BEIJING (Reuters) - China warned the Philippines on Monday to abandon a disputed shoal in the South China Sea after Manila said it planned to challenge a Chinese naval blockade of the area by sending supplies to its troops stationed there.
Last week, a senior Philippines military official said his country would send civilian supply ships to its soldiers deployed on a vessel that ran aground on the disputed Second Thomas Shoal in 1999. The shoal is known in China as the Ren’ai reef and in the Philippines as Ayungin.
“The Chinese government’s attitude on maintaining the country’s sovereignty and territorial integrity is unwavering. We will never tolerate the Philippines illegal occupation of Ren’ai reef,” Chinese Foreign Ministry spokesman Hong Lei told a daily news briefing.
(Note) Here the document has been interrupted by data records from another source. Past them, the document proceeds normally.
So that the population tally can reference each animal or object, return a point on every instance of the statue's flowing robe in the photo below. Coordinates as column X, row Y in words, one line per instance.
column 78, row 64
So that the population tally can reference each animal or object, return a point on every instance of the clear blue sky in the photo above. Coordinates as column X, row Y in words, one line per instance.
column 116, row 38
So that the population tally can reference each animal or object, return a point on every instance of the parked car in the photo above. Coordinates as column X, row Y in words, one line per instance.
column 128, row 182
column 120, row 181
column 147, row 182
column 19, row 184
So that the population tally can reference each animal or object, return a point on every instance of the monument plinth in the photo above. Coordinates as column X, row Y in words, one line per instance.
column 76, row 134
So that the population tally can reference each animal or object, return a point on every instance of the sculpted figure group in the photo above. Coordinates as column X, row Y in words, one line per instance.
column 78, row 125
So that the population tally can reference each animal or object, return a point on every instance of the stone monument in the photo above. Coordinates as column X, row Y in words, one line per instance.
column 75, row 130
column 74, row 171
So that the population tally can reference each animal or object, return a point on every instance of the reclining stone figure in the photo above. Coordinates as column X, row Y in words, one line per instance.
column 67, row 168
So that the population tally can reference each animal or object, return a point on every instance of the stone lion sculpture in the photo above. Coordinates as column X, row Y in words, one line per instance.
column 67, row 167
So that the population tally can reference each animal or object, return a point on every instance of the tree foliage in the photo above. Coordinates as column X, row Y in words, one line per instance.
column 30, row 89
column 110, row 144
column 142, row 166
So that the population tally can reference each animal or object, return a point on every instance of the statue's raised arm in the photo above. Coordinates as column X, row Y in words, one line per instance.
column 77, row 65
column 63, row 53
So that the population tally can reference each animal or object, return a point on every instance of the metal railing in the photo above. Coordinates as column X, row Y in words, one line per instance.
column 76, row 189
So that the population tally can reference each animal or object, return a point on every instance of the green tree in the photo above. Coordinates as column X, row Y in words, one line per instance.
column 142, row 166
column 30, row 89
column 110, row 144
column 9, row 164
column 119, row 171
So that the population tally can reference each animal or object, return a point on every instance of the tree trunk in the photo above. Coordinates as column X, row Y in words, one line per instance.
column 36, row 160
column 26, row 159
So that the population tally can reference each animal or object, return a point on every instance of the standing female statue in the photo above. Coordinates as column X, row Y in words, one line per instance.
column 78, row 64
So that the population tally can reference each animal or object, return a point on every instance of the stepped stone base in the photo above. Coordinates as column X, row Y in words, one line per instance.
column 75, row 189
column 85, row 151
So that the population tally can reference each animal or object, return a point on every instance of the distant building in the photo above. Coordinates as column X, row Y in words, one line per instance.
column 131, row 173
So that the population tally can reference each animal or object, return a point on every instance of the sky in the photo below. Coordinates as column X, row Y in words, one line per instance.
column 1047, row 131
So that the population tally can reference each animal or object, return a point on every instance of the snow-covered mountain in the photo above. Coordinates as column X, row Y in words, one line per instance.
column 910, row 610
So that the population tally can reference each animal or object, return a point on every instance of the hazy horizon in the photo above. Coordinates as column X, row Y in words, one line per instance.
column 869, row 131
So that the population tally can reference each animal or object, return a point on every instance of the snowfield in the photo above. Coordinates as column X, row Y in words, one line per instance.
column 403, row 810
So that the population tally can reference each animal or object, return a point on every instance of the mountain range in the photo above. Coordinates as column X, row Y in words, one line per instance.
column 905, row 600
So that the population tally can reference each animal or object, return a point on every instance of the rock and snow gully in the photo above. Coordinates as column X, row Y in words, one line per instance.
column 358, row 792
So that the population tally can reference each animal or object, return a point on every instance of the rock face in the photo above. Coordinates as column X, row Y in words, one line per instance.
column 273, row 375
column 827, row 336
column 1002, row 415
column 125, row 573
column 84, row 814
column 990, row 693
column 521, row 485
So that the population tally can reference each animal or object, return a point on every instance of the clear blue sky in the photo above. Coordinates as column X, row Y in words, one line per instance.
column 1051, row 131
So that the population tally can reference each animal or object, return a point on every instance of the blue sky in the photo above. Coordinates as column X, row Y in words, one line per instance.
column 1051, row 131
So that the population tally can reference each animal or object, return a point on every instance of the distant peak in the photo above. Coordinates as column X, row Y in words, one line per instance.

“China is on high alert for the Philippines possibly taking more provocative acts in the South China Sea. The Philippines must accept responsibility for the consequences of what will happen,” he added.
Second Thomas Shoal, a strategic gateway to an area believed to be rich in oil and natural gas, is one of several possible maritime flashpoints that could prompt the United States to intervene in defense of Asian allies troubled by increasingly assertive Chinese maritime claims.
China claims the Philippines is trying to start construction on the reef, which it claims as part of its own territory. The Philippines claims the shoal is part of its continental shelf.
Beijing’s claim over islands, reefs and atolls that form the Spratlys, a group of 250 uninhabitable islets spread over 165,000 square miles (427,000 square km), has set it directly against U.S. allies Vietnam and the Philippines, while Brunei, Malaysia and Taiwan also lay claim to parts of the South China Sea.